Tal como na vida, cumpre aos alunos aprender a lidar com a autoridade e a legitimidade conquistada pelos professores. Na sala de aula, o mundo da vida se revela em toda a sua potência, obviamente com algumas diferenças, como a carteira, o necessário (e por vezes obrigatório) silêncio e a espera das matérias e das sofridas avaliações. É bom deixar para outro momento as relações que se forjam entre alunos e professores, mas cumpre frisar que as instituições de ensino precisam entender que os docentes são iguais na diferença, e é nessa ideia que se encontra a maravilha da pedagogia. Neste caso, é óbvio e bom que tenhamos docentes chatos, severos, mansos, amigos, inimigos, desorganizados, organizados, gordos, negros, brancos, pardos, magros, “boa pinta”, “feios”, os velhos, os jovens, os que gostam da diversão e os que a odeiam. Também professores que não gostam de alunos, outros que amam. Alguns viram amigos, outros inimigos. No mundo dos homens e mulheres, as relações sociais gritam alto e mostram a face da necessária tolerância e do entendimento dos comportamentos. Não se deve esperar um corpo docente como no exército. Como disse, o inferno seria melhor.

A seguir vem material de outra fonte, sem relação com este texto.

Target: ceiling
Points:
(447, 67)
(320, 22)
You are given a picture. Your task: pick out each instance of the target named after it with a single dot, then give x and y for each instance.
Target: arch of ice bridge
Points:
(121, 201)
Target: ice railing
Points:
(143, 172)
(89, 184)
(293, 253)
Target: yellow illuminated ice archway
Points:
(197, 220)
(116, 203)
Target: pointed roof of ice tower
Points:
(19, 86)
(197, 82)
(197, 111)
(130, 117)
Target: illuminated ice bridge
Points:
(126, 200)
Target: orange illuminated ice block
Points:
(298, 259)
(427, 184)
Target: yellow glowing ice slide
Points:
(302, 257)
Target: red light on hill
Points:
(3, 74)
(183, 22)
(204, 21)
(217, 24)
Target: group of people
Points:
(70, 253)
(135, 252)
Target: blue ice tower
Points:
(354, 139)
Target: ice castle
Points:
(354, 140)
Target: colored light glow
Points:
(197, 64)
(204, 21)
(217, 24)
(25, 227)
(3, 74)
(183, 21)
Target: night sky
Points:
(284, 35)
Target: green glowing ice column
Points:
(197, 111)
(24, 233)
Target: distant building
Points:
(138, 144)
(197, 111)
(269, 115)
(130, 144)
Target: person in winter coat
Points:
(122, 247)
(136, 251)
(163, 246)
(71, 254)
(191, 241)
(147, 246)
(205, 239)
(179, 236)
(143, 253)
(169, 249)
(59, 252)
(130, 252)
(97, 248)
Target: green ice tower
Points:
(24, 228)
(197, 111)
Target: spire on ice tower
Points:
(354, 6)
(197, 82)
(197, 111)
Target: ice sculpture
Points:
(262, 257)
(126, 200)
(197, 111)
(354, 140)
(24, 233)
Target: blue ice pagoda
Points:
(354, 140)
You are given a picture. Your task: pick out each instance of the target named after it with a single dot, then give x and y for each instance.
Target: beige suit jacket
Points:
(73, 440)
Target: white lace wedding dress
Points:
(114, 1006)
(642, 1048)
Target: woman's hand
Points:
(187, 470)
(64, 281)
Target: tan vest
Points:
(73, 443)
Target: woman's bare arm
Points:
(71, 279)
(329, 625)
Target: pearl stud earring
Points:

Também não é possível uma política educacional como a do MEC, que deseja que os docentes de faculdades e universidades sejam avaliados pelos mesmos parâmetros e critérios – critérios passíveis de críticas e feitos ao longo do campo da experiência. Em geral, tais empreendimentos são elaborados por técnicos ávidos de dinheiro e prestígio, verdadeiros gurus que, na maioria das vezes, sequer enfrentaram salas de aula com 80, 90 ou 120 alunos. Essa é a dura e crua realidade. O problema político e, por ressonância, pedagógico é que, se continuarmos no caminho proposto por tais sábios, que apostam na quantidade a despeito da qualidade, vamos produzir muitos problemas a curto ou médio prazo.
Já são sabidas as investidas enfurecidas de alunos contra professores, ameaças, gritos, dedos em riste e tudo mais. E o mesmo de docentes que perseguem estudantes. Das duas uma: ou todos estão cegos ou não desejam enxergar. Aos poucos estamos ficando doentes, violentos, agressivos e perigosos. Uma bomba está se forjando, e poucos querem desmontá-la. O porquê dificilmente vamos ficar sabendo. Enquanto isso, lida-se com as consequências, e são dados (tanto para alunos como para professores) remédios, comportamentos desviantes, bares e bebidas, religiosidade cega, antidepressivos e outras drogas, no intuito de acalmar o dragão da intolerância e do medo, revestido em doenças cardiovasculares, depressão, tédio, dívidas, problemas no trabalho, na família, perda de valores, culto à violência, crimes e a banalização do que há muito se chamou educação.
Diante do quadro exposto, sugiro a simplicidade, o respeito e a autenticidade dos indivíduos. E que, no começar da aula, diante do quadro, protagonistas e coadjuvantes se coloquem no seu devido lugar.